Amanda, a certified K-12 school counselor on the Pine Ridge Reservation, knows firsthand that providing school supplies to students not only reduces stress for her students’ families but also for teaching staff. According to the National Center for Education Statistics, 94 percent of teachers spend their own money to stock their classrooms and, on average, a teacher will spend approximately $479. This is a hefty investment when you consider a teacher’s low-paying salary.
“We have some students and families who may be able to afford to buy new school supplies but for those who enter the classroom empty-handed, PWNA really helps to alleviate the stress and anxiety,” said Amanda. “Many teachers and staff try to help as much as possible by donating new supplies, so PWNA helps teachers too.”
For Heather, a teacher on the Cheyenne River Reservation, school supplies from PWNA means less money out of her pocket for her students. “When our junior high school ran out of lined paper, I gathered up the paper left over from the [PWNA] distributions for use through the end of the year – know those donations did not go to waste,” said Heather.
Oftentimes, those same students who are worried about coming to school without the essentials are likely just as worried about food or basic utilities at home. So, while PWNA’s school supplies offer financial assistance, they also impact overall motivation, participation and learning in the classroom.
“As a school counselor, I try to store extra supplies in my office throughout the year so that when students need something, they know they have a place – and space – to come to without having to worry,” said Amanda.

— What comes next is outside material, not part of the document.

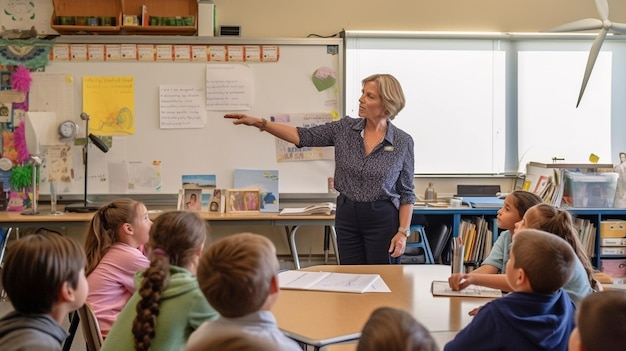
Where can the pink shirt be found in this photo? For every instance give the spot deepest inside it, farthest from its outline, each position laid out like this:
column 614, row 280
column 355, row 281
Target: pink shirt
column 111, row 283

Students like Jack, who began his education at a small elementary school in the northwestern corner of the Pine Ridge Reservation and went on to graduate from Red Cloud High School, continue on to college, in his case to Northern State University. Jack reflected on the challenges of accessing basic supplies, such as paper and pencils, and recalls the time that school supplies were provided to him and other students in elementary school through PWNA and other donors. “Being equipped with the right supplies helped us keep up with notes, which in turn helped with passing our exams and quizzes,” said Jack.

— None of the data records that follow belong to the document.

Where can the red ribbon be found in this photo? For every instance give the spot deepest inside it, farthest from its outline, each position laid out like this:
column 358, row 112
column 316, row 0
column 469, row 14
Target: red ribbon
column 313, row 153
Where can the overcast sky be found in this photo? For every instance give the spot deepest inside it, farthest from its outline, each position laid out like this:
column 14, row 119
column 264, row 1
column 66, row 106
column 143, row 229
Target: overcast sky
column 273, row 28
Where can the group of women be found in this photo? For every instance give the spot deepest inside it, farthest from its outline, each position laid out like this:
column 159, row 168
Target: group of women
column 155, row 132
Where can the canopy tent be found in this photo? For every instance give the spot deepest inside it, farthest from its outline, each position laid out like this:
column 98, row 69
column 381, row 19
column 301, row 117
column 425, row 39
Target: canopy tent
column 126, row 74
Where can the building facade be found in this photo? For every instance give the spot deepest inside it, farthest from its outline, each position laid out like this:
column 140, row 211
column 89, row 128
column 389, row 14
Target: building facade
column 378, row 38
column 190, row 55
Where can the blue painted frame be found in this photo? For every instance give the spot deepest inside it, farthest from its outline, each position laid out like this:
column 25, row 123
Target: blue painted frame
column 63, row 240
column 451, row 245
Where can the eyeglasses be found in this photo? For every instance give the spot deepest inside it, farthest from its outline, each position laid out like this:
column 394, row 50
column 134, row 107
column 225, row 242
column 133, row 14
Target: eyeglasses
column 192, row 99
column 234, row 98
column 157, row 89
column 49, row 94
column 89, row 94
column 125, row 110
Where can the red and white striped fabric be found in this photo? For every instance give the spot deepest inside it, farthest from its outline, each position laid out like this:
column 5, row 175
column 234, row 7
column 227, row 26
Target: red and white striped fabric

Despite the struggles, Jack remembers being part of the welcoming and inclusive learning environment his school and its staff created during his early learning years. Today, Jack’s parents help him with supplies to pursue a business degree and, through a Department of Education program at his college, students can borrow laptops for taking notes at lectures and doing online homework.
Whether students are continuing on to college, many of them with continued assistance from PWNA, or completing their K-12 education, basic school supplies are critical tools for learning in the classroom and help support Native futures.